Epilepsy is one of the most chronic neurological disorders worldwide. In 2023, the World Health Organization (WHO) estimates that approximately 50 million individuals globally would be affected by epilepsy. Furthermore, it was suggested that as many as 70% of patients could experience a life without seizure if they received appropriate treatment. Lamotrigine (LTG) is one of the newer antiepileptic drugs. It has been globally marketed under the name Lamictal. Due to the increasing demand for transformation between brand and generic products, this study aims to evaluate the product safety and efficacy on liver enzymes, as well as the behavioral effects and pharmacokinetics of lamotrigine, specifically the brand Lamictal and its generics available in the Saudi market.

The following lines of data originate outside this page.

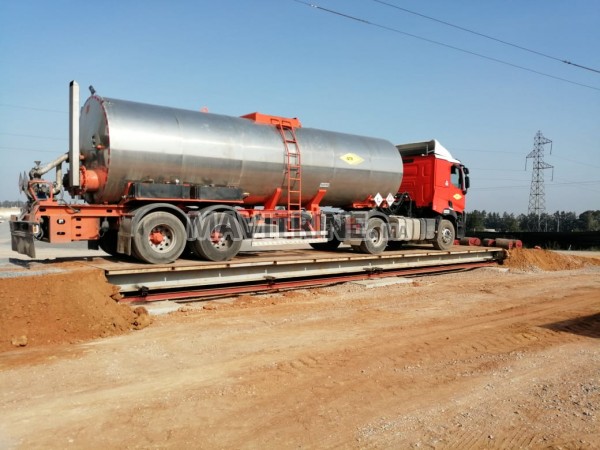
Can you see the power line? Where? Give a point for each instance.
(33, 136)
(431, 41)
(32, 108)
(520, 47)
(29, 149)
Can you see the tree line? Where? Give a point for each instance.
(560, 221)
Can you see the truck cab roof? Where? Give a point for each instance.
(426, 148)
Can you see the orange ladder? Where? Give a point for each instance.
(293, 172)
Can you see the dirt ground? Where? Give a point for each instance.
(503, 357)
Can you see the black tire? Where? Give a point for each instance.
(376, 237)
(108, 242)
(395, 245)
(220, 238)
(444, 238)
(159, 238)
(328, 246)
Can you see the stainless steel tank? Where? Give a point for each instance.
(123, 141)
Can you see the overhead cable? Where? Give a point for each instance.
(520, 47)
(431, 41)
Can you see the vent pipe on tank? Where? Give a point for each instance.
(74, 135)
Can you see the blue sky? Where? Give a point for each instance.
(285, 58)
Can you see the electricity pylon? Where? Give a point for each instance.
(537, 196)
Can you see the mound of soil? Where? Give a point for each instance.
(545, 260)
(66, 306)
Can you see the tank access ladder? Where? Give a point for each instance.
(292, 182)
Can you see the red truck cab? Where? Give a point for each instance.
(434, 183)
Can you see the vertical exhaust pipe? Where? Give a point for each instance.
(74, 181)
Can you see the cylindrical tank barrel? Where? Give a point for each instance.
(123, 142)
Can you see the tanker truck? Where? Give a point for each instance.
(155, 183)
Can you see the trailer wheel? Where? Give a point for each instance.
(328, 246)
(159, 238)
(220, 238)
(444, 238)
(376, 237)
(395, 245)
(108, 242)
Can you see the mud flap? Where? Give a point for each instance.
(21, 238)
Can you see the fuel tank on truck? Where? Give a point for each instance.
(123, 141)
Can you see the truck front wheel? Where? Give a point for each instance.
(444, 238)
(376, 237)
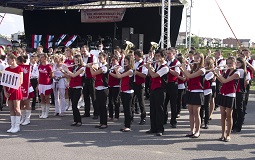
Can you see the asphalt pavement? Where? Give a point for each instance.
(54, 138)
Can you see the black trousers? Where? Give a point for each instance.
(246, 97)
(75, 94)
(217, 90)
(238, 111)
(156, 110)
(126, 99)
(89, 91)
(101, 96)
(138, 93)
(171, 94)
(179, 100)
(34, 83)
(147, 86)
(114, 98)
(205, 109)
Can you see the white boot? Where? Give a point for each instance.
(43, 111)
(13, 119)
(27, 120)
(46, 112)
(17, 125)
(23, 116)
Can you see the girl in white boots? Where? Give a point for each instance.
(45, 87)
(14, 95)
(27, 91)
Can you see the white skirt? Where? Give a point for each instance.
(44, 89)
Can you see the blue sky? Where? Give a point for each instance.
(207, 20)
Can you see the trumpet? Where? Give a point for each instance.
(129, 46)
(154, 46)
(178, 65)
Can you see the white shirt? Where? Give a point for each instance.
(121, 70)
(104, 70)
(200, 90)
(208, 77)
(35, 71)
(144, 69)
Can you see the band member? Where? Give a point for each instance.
(59, 85)
(125, 75)
(220, 62)
(172, 86)
(114, 89)
(158, 75)
(251, 69)
(195, 97)
(34, 78)
(227, 97)
(238, 111)
(148, 58)
(27, 91)
(181, 87)
(89, 83)
(45, 87)
(101, 85)
(75, 87)
(14, 95)
(207, 81)
(138, 83)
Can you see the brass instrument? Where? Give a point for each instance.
(129, 46)
(154, 46)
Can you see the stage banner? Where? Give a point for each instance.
(102, 15)
(10, 79)
(26, 80)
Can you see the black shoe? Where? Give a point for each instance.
(159, 134)
(74, 124)
(78, 124)
(95, 117)
(173, 126)
(142, 122)
(86, 115)
(206, 126)
(149, 132)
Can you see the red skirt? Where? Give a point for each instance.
(16, 94)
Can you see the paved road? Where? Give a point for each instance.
(54, 138)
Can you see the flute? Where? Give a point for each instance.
(178, 65)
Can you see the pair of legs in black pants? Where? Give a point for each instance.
(34, 83)
(138, 93)
(205, 110)
(101, 104)
(157, 111)
(89, 91)
(114, 98)
(238, 112)
(75, 94)
(171, 94)
(126, 99)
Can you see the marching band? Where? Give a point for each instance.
(129, 77)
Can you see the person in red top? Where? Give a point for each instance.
(27, 92)
(14, 95)
(75, 87)
(195, 97)
(227, 96)
(101, 86)
(158, 74)
(126, 92)
(44, 87)
(114, 89)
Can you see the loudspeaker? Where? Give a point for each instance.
(126, 32)
(137, 39)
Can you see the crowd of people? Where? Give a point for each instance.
(68, 76)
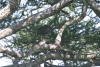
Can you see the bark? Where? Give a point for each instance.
(34, 18)
(94, 6)
(9, 9)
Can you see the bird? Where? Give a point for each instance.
(44, 30)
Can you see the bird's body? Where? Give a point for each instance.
(44, 30)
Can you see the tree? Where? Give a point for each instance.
(72, 39)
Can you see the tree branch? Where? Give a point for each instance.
(35, 18)
(94, 6)
(9, 9)
(79, 18)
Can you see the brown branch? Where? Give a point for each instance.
(9, 52)
(94, 6)
(9, 9)
(79, 18)
(59, 56)
(35, 18)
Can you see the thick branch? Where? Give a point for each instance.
(9, 52)
(58, 38)
(94, 6)
(86, 57)
(9, 9)
(35, 18)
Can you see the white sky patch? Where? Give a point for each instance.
(98, 25)
(86, 18)
(5, 61)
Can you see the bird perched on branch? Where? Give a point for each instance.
(44, 30)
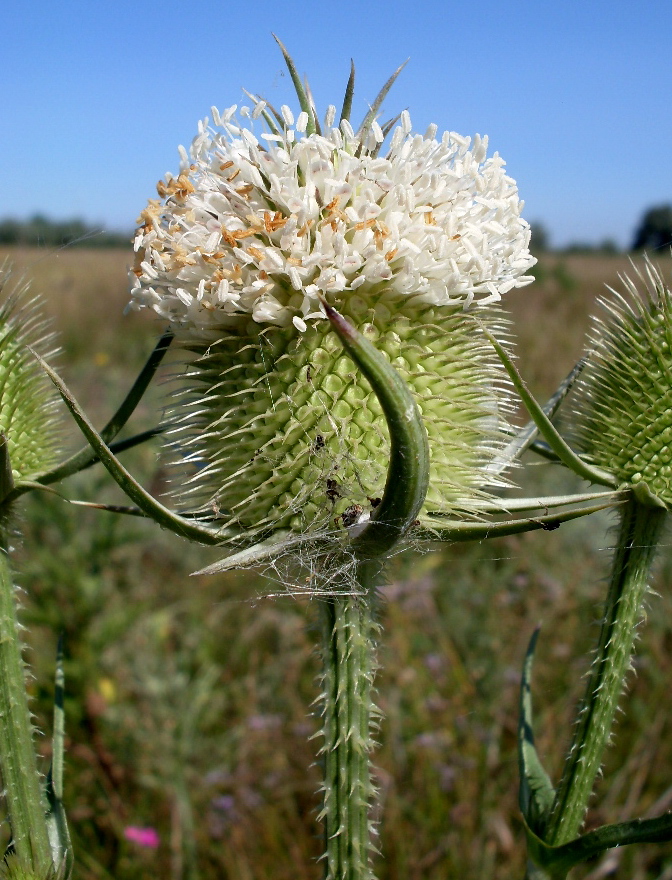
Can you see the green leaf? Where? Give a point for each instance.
(346, 110)
(375, 107)
(301, 93)
(557, 861)
(408, 472)
(536, 793)
(149, 505)
(566, 455)
(86, 457)
(526, 437)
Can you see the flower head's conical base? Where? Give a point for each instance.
(288, 434)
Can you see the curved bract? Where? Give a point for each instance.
(623, 417)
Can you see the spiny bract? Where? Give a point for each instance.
(248, 242)
(28, 401)
(624, 399)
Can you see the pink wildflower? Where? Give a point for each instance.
(147, 837)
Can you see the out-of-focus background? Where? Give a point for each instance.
(188, 699)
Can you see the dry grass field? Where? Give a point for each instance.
(188, 699)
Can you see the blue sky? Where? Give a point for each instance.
(96, 96)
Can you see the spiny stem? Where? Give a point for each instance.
(348, 654)
(639, 535)
(18, 763)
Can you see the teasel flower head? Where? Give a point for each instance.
(405, 234)
(29, 403)
(624, 398)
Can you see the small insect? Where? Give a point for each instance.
(350, 516)
(333, 491)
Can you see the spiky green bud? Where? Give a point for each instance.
(624, 397)
(28, 401)
(255, 234)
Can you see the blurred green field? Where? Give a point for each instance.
(188, 699)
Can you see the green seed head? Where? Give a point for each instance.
(257, 231)
(288, 433)
(624, 402)
(28, 401)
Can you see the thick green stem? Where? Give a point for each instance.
(638, 539)
(348, 653)
(18, 763)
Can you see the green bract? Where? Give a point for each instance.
(290, 434)
(624, 397)
(28, 400)
(403, 234)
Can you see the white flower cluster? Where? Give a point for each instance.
(267, 230)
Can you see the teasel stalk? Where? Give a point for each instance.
(622, 427)
(338, 393)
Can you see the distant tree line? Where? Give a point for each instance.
(653, 233)
(40, 231)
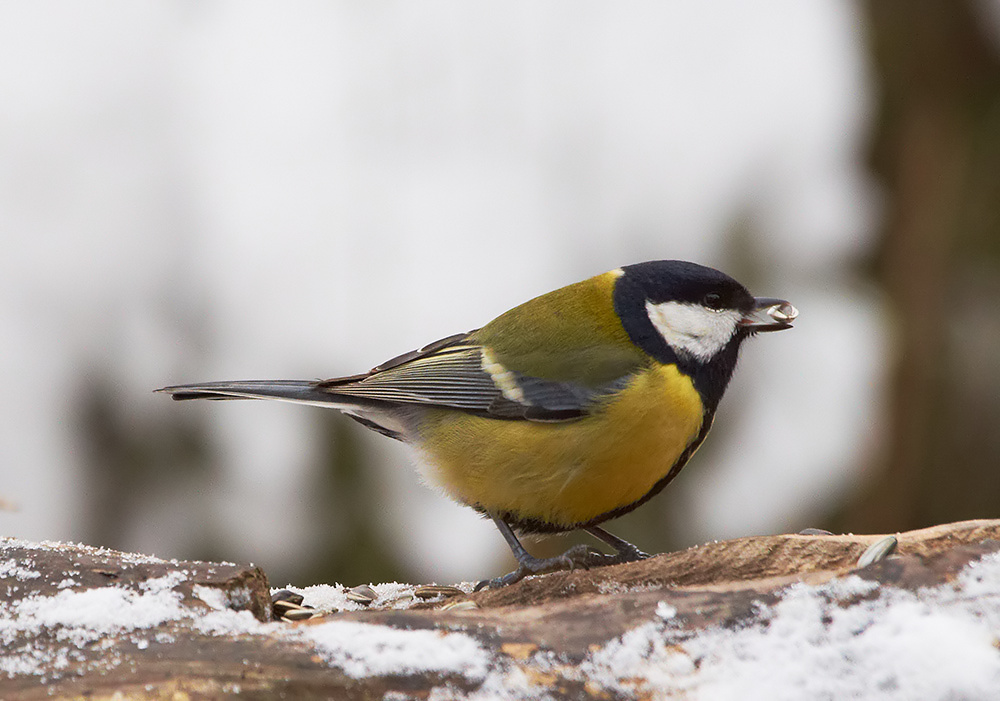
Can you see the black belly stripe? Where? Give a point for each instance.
(534, 525)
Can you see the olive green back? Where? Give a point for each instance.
(580, 321)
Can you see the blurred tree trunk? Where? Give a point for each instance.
(936, 149)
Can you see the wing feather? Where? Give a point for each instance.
(451, 373)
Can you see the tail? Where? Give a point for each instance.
(297, 391)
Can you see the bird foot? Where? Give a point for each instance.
(577, 557)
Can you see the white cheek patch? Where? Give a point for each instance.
(692, 329)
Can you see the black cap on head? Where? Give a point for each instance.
(680, 281)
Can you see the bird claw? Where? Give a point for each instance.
(577, 557)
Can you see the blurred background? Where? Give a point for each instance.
(225, 190)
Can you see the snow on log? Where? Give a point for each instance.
(770, 617)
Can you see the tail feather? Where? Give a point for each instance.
(298, 391)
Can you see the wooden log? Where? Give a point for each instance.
(77, 621)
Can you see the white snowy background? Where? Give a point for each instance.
(225, 190)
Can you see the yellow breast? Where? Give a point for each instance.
(565, 474)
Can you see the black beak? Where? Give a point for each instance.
(769, 315)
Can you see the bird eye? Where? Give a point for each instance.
(713, 300)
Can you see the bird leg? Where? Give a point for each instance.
(626, 551)
(578, 556)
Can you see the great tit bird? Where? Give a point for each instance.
(569, 410)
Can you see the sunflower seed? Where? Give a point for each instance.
(878, 551)
(361, 594)
(286, 595)
(299, 615)
(429, 591)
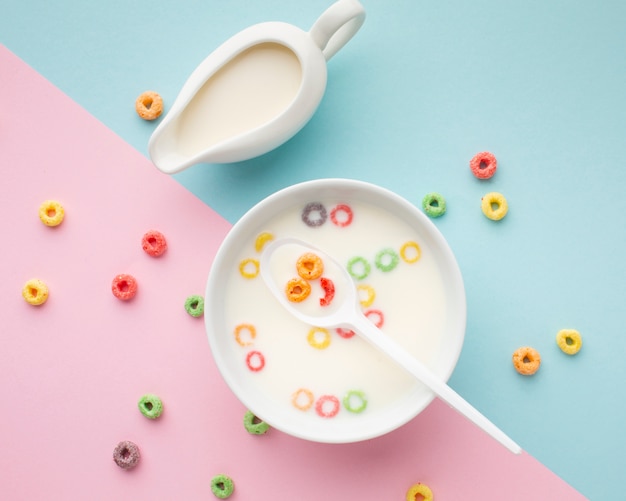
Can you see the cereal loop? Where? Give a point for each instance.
(249, 268)
(254, 425)
(310, 266)
(341, 215)
(245, 334)
(355, 401)
(302, 399)
(410, 252)
(255, 361)
(319, 338)
(261, 240)
(35, 292)
(149, 105)
(483, 165)
(153, 243)
(569, 340)
(126, 455)
(359, 267)
(314, 214)
(124, 287)
(222, 486)
(494, 206)
(297, 290)
(419, 492)
(150, 406)
(526, 360)
(51, 213)
(194, 305)
(327, 406)
(386, 260)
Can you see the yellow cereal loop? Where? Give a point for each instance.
(367, 294)
(319, 338)
(261, 240)
(51, 213)
(569, 340)
(419, 492)
(249, 268)
(410, 252)
(35, 292)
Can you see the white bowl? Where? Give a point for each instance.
(231, 298)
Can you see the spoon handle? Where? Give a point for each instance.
(399, 355)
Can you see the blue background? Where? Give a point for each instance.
(419, 90)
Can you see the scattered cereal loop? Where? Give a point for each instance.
(410, 252)
(341, 215)
(249, 268)
(35, 292)
(150, 406)
(222, 486)
(419, 492)
(261, 240)
(359, 268)
(310, 266)
(344, 333)
(494, 206)
(483, 165)
(386, 260)
(354, 401)
(255, 361)
(126, 455)
(526, 360)
(124, 287)
(569, 340)
(51, 213)
(153, 243)
(376, 317)
(328, 286)
(314, 214)
(297, 290)
(254, 425)
(327, 406)
(302, 399)
(319, 338)
(367, 294)
(245, 334)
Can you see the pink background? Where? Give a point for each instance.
(72, 370)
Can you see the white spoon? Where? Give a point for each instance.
(346, 313)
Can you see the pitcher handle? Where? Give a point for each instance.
(336, 26)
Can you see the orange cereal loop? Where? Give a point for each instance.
(297, 290)
(310, 266)
(526, 360)
(302, 399)
(419, 492)
(149, 105)
(51, 213)
(35, 292)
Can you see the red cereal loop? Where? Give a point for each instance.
(327, 406)
(346, 215)
(154, 243)
(124, 287)
(255, 361)
(483, 165)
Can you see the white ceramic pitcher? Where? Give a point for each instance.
(253, 92)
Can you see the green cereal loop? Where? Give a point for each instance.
(194, 305)
(434, 204)
(363, 262)
(150, 406)
(357, 395)
(254, 425)
(393, 260)
(222, 486)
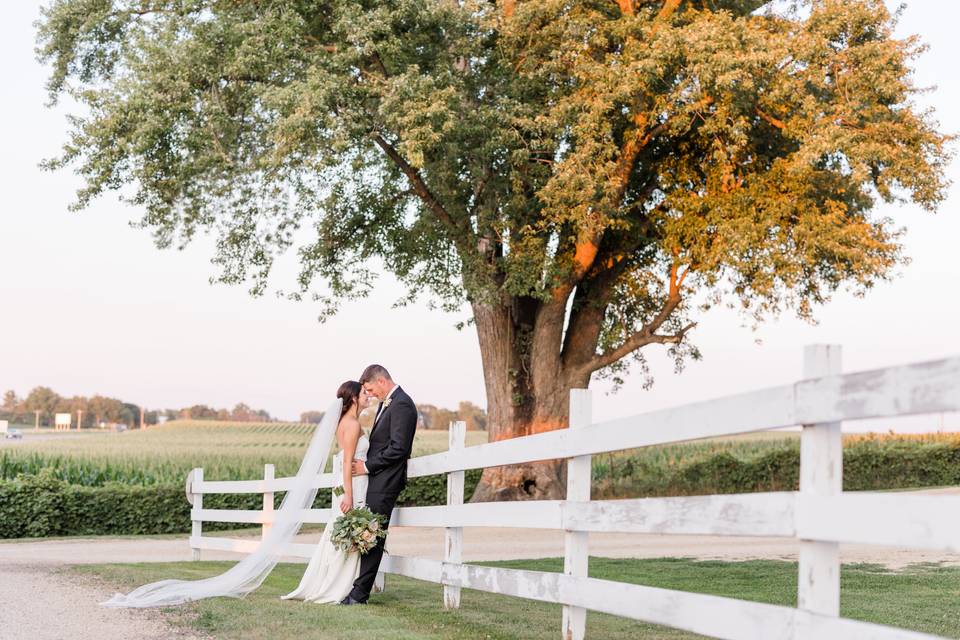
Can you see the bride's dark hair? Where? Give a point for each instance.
(349, 392)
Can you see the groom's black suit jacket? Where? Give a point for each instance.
(391, 443)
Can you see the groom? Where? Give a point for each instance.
(391, 441)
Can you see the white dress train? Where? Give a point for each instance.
(329, 576)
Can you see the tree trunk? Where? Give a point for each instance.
(527, 392)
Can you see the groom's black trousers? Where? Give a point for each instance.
(383, 504)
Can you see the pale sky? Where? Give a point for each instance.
(89, 305)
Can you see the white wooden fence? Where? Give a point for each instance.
(820, 515)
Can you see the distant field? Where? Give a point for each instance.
(766, 461)
(165, 454)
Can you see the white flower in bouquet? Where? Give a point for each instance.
(358, 530)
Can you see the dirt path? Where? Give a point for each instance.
(40, 601)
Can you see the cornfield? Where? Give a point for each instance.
(165, 454)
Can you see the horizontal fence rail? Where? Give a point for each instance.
(820, 515)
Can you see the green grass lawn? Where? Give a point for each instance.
(922, 597)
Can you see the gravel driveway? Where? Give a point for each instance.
(53, 604)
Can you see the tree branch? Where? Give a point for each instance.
(779, 124)
(637, 340)
(420, 188)
(648, 333)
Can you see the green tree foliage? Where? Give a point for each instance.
(586, 175)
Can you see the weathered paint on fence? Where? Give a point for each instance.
(820, 514)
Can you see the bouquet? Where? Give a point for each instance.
(358, 530)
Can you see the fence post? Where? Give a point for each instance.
(821, 474)
(197, 528)
(577, 543)
(268, 475)
(453, 541)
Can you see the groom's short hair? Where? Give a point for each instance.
(373, 372)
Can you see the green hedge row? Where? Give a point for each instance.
(867, 466)
(37, 506)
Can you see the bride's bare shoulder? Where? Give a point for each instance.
(349, 426)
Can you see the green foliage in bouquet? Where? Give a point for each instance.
(358, 530)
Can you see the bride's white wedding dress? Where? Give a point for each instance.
(329, 576)
(249, 573)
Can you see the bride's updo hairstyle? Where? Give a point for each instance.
(349, 392)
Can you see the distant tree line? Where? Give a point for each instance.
(96, 409)
(101, 409)
(240, 413)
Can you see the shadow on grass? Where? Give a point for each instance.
(921, 597)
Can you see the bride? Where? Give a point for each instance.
(248, 574)
(329, 576)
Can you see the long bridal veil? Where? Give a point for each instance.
(249, 573)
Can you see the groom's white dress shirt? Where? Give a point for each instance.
(380, 410)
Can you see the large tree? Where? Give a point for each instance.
(586, 175)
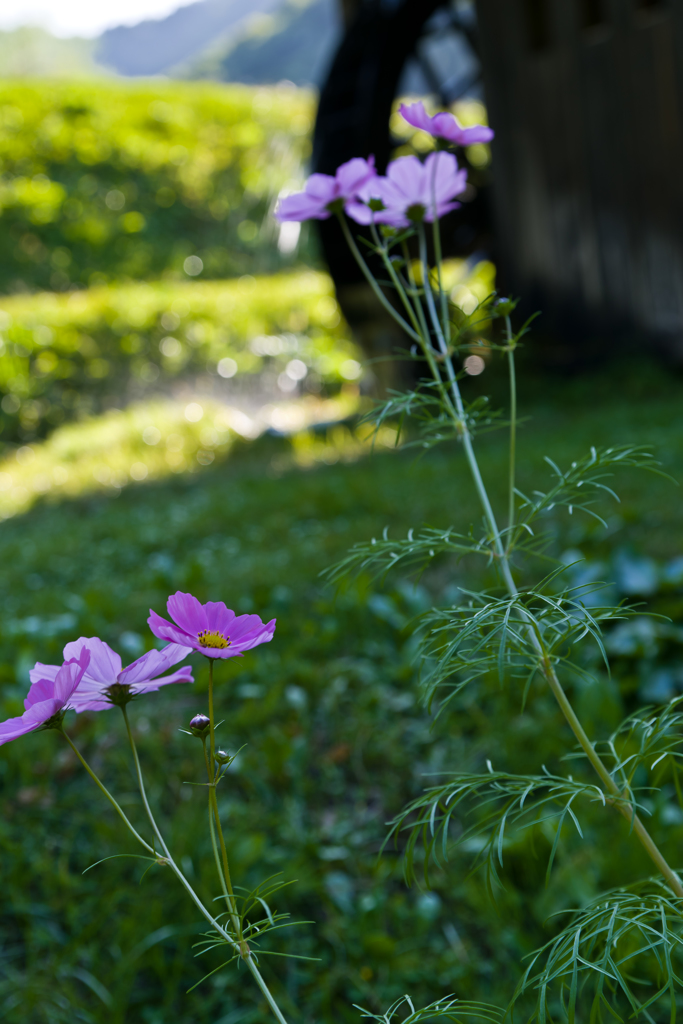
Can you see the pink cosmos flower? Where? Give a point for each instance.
(413, 192)
(211, 628)
(325, 194)
(444, 126)
(48, 696)
(105, 683)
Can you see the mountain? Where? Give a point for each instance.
(258, 42)
(32, 52)
(295, 41)
(154, 46)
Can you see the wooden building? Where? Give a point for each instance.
(587, 99)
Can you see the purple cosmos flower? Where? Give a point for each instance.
(105, 683)
(211, 628)
(413, 192)
(325, 194)
(444, 126)
(48, 697)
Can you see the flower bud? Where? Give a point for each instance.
(199, 726)
(504, 306)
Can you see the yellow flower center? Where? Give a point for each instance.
(212, 638)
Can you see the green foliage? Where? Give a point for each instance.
(101, 179)
(631, 939)
(336, 741)
(449, 1009)
(70, 355)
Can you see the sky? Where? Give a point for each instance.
(82, 17)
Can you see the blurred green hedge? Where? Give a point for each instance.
(104, 179)
(65, 355)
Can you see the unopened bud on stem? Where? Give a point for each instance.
(199, 726)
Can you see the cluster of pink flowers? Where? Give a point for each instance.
(92, 677)
(411, 192)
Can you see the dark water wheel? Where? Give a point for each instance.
(389, 48)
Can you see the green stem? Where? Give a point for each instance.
(546, 666)
(513, 433)
(436, 233)
(224, 870)
(109, 796)
(412, 332)
(168, 858)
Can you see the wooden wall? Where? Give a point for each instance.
(587, 98)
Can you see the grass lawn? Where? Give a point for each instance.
(336, 739)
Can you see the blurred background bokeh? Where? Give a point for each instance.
(180, 386)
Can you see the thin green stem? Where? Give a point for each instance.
(461, 422)
(443, 299)
(412, 332)
(167, 854)
(224, 870)
(513, 433)
(503, 560)
(107, 793)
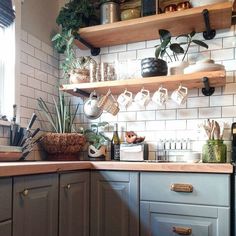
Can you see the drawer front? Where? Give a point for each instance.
(163, 219)
(5, 198)
(206, 189)
(5, 228)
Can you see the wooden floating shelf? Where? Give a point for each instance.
(146, 28)
(191, 81)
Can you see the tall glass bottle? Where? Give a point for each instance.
(115, 144)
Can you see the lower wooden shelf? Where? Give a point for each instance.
(191, 81)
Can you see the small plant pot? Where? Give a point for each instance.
(97, 154)
(153, 67)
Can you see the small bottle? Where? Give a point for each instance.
(115, 144)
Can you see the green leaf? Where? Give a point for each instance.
(200, 43)
(175, 47)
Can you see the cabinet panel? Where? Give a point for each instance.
(5, 228)
(5, 198)
(207, 188)
(114, 204)
(162, 219)
(35, 205)
(74, 204)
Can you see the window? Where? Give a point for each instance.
(9, 59)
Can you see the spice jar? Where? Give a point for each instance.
(214, 151)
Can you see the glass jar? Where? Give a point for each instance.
(214, 151)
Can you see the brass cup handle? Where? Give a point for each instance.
(182, 230)
(187, 188)
(25, 192)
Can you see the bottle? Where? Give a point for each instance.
(115, 144)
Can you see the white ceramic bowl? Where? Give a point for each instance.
(198, 3)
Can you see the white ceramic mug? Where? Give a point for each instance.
(160, 96)
(142, 97)
(125, 98)
(180, 95)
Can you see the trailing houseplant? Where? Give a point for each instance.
(74, 15)
(64, 142)
(97, 140)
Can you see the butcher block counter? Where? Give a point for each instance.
(36, 167)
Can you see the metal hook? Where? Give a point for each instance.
(207, 91)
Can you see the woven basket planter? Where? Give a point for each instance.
(63, 147)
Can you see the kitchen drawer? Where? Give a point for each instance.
(168, 219)
(5, 228)
(207, 189)
(5, 198)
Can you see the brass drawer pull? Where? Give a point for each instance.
(182, 230)
(187, 188)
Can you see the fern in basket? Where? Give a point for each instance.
(64, 119)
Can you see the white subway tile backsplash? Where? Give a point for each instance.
(223, 100)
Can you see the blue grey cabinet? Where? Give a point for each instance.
(184, 204)
(74, 204)
(114, 203)
(35, 205)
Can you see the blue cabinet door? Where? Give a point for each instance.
(168, 219)
(114, 203)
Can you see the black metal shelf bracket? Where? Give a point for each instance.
(207, 90)
(94, 51)
(209, 33)
(81, 92)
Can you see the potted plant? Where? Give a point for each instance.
(74, 15)
(64, 142)
(97, 139)
(176, 65)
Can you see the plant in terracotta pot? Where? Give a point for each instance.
(97, 139)
(172, 50)
(73, 16)
(64, 143)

Male albino mice with an average weight of 24 g will be randomly divided into groups (n = 6) for pharmacokinetic study, liver enzyme analysis, and behavioral evaluation of brand Lamictal and generics. One-way ANOVA and Bonferroni's post hoc test will be used to compare results in the different animal groups. Statistical significance p-values will be determined at P < 0.05.
The study found that generics had a significant difference PK parameters were compared to those of Lamictal, which was mostly found in generics 1 and 2. Liver analysis revealed liver enzyme elevation in all generics compared to the brand Lamictal, which was primarily pronounced in AST and GGT with generic 2, and an increase in ALT, ALP, and GGT was primarily found in generic 1. The behavioral study indicates higher seizure attacks in generics compared to the brand Lamictal, with an increase in mortality rates mainly observed with generics 1 and 2.
This research finds that there is a significant difference in safety and efficacy between brand and generic lamotrigine products in terms of liver enzyme tests, behavioral analysis, and PK parameters. Future studies to evaluate lamotrigine brand and generic drugs in humans are recommended.
癫痫是全球最常见的慢性神经系统疾病之一。2023年,世界卫生组织(WHO)估计,全球约有5000万人受癫痫影响。此外,有人指出,如果接受适当治疗,多达70%的患者可以过上无癫痫发作的生活。拉莫三嗪(LTG)是较新的抗癫痫药物之一。它已在全球以拉莫三嗪(Lamictal)的名称销售。由于品牌产品和仿制药之间转换的需求不断增加,本研究旨在评估拉莫三嗪对肝酶的产品安全性和有效性,以及其行为效应和药代动力学,特别是沙特市场上的品牌拉莫三嗪及其仿制药。
平均体重24克的雄性白化小鼠将被随机分为几组(n = 6),用于品牌拉莫三嗪及其仿制药的药代动力学研究、肝酶分析和行为评估。单向方差分析和Bonferroni事后检验将用于比较不同动物组的结果。统计学显著性p值将在P < 0.05时确定。
研究发现,仿制药与拉莫三嗪相比,药代动力学参数有显著差异,这在仿制药1和仿制药2中最为常见。肝脏分析显示,与品牌拉莫三嗪相比,所有仿制药的肝酶均升高,其中仿制药2的天冬氨酸转氨酶(AST)和γ-谷氨酰转移酶(GGT)升高最为明显,仿制药1中谷丙转氨酶(ALT)、碱性磷酸酶(ALP)和GGT升高最为明显。行为学研究表明,与品牌拉莫三嗪相比,仿制药的癫痫发作次数更多,死亡率增加主要见于仿制药1和仿制药2。
本研究发现,在肝酶测试、行为分析和药代动力学参数方面,品牌拉莫三嗪和仿制药在安全性和有效性上存在显著差异。建议未来开展评估拉莫三嗪品牌药和仿制药在人体中的研究。